Archéologue spécialiste en égyptologie et conservateur général du département des Antiquités égyptiennes au musée du Louvre

Égyptologue de renommée internationale, Christiane Desroches-Noblecourt consacre sa vie à l’étude et à la sauvegarde de la civilisation égyptienne.

D’abord élève à l’École du Louvre, sous le tutorat du chanoine Étienne Drioton, alors conservateur adjoint au département des Antiquités égyptiennes, Christiane Desroches y devient chargée de mission en 1934, puis conservateur en 1949. Suite au départ de Jacques Vandier en 1974, elle prend officiellement la fonction de conservateur en chef du département des Antiquités égyptiennes du Louvre. Elle dispense également des enseignements d’épigraphie et d’archéologie égyptiennes à l’École du Louvre dès 1945.

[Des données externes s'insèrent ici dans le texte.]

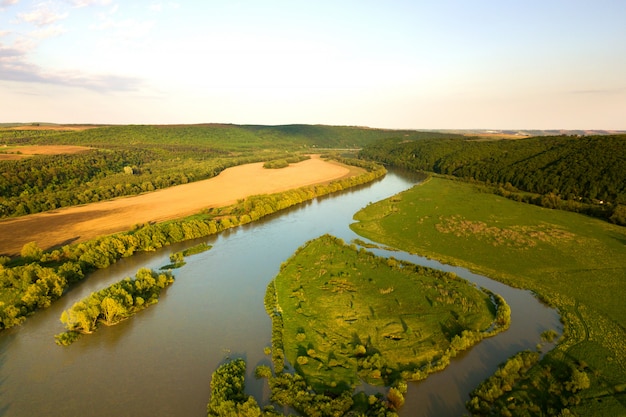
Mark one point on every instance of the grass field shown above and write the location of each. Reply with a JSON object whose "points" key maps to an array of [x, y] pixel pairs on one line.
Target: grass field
{"points": [[347, 315], [81, 223], [574, 262]]}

Son poste de conservateur lui permet de valoriser l’art égyptien auprès du grand public par le biais d’expositions : au Petit Palais en 1967 « Toutankhâmon et son temps » et au Grand Palais en 1976 « Ramsès le Grand ». Des milliers de visiteurs se pressent pour admirer des œuvres qui n’avaient jusqu’ici jamais quittées l’Égypte.

Vue du temple d'Abou Simbel

Christiane Desroches-Noblecourt fait partie de la première génération de femmes archéologues à diriger un chantier de fouilles. Elle est d’ailleurs la première femme titulaire d’un poste de pensionnaire à l’IFAO (Institut français d’archéologie orientale).

Elle participe au sauvetage des temples de Nubie menacés d’engloutissement par les eaux du Nil lors de la construction du nouveau barrage d’Assouan en 1954. Cette même année, elle devient chef de la mission archéologique de l’UNESCO auprès du gouvernement égyptien. Sous l’égide de l’organisme international, elle fonde en 1955 le Centre d’Études et de Documentation sur l’Ancienne Égypte (CEDAE). Comme elle l’écrit dans Le Secret des temples de la Nubie, « Mon devoir était d’alerter les élites du monde entier et de les entraîner dans une œuvre commune de préservation de ces lieux culturels. ». Ce projet se poursuit au cours de la décennie suivante avec une coopération franco-égyptienne pour l’étude et la restauration du site de Karnak qui donne lieu à la création du Centre franco-égyptien d’étude des temples de Karnak (CFEETK). Entre 1970 et 1983, Christiane Desroches-Noblecourt mène une équipe de recherches du CNRS en région thébaine, en particulier dans la Vallée des Reines.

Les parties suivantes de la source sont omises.